Reviewing the Concepts

  • Findings from regression analyses are subject to the same types of limitations as correlation. Regression, like correlation, does not tell us about causation.
  • People with extreme scores at one point in time tend to have less extreme scores (scores closer to the mean) at a later point in time, a phenomenon called regression to the mean.
  • Error based on the mean is referred to as the sum of squares total (SStotal), whereas error based on the regression equation is referred to as the sum of squared error (SSerror).
  • Proportionate reduction in error, r2, determines the amount of error we have eliminated by using a particular regression equation to predict a person’s score on the dependent variable versus simply predicting the mean on the dependent variable for that person.

Clarifying the Concepts

  • 16-6 Distinguish the standard error of the estimate around the line of best fit from the error of prediction around the mean.
  • 16-7 Explain how, for regression, the strength of the correlation is related to the proportionate reduction in error.

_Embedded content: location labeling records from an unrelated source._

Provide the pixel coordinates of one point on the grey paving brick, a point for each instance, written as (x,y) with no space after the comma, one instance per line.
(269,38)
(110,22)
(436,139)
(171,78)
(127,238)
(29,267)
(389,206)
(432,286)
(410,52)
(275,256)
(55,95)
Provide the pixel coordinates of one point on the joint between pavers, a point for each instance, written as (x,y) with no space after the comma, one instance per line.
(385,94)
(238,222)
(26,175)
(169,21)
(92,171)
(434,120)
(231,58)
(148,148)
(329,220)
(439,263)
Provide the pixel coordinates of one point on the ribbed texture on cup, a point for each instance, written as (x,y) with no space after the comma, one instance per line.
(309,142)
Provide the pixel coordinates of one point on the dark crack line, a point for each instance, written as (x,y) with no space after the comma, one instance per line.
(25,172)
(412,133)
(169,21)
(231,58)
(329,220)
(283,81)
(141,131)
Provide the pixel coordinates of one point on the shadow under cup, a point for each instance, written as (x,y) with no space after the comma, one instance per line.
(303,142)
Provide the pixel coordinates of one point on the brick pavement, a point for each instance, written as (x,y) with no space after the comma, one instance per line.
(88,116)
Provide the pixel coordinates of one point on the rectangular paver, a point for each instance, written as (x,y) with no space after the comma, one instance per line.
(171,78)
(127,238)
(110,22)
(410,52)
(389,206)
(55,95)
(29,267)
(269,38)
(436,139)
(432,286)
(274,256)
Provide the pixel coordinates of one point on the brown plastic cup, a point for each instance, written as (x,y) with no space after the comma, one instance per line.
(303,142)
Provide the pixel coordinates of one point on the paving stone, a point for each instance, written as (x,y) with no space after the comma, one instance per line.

Calculating the Statistics

  • 16-8 Data are provided here with means, standard deviations, a correlation coefficient, and a regression equation: r = −0.77, = 7.846 − 0.431(X).
    X Y
    5 6
    6 5
    4 6
    5 6
    7 4
    8 5
    MX = 5.833 MY = 5.333
    SDX = 1.344 SDY = 0.745
    1. Using this information, calculate the sum of squared error for the mean, SStotal.
    2. Now, using the regression equation provided, calculate the sum of squared error for the regression equation, SSerror.
    3. Using your work from parts (a) and (b), calculate the proportionate reduction in error for these data.
    4. Check that this calculation of r2 equals the square of the correlation coefficient.

Applying the Concepts

  • 16-9 Many athletes and sports fans believe that an appearance on the cover of Sports Illustrated (SI) is a curse. Players or teams, shortly after appearing on the cover of SI, often have a particularly poor performance. This tendency is documented in the pages of (what else?) Sports Illustrated and even has a name, the “SI jinx” (Wolff, 2002). In fact, of 2456 covers, SI counted 913 “victims.” And their potential victims have noticed: After the New England Patriots football team won their league championship, their coach at the time, Bill Parcells, called his daughter, then an SI staffer, and ordered: “No cover.” Using your knowledge about the limitations of regression, what would you say to Coach Parcells?

Solutions to these Check Your Learning questions can be found in Appendix D.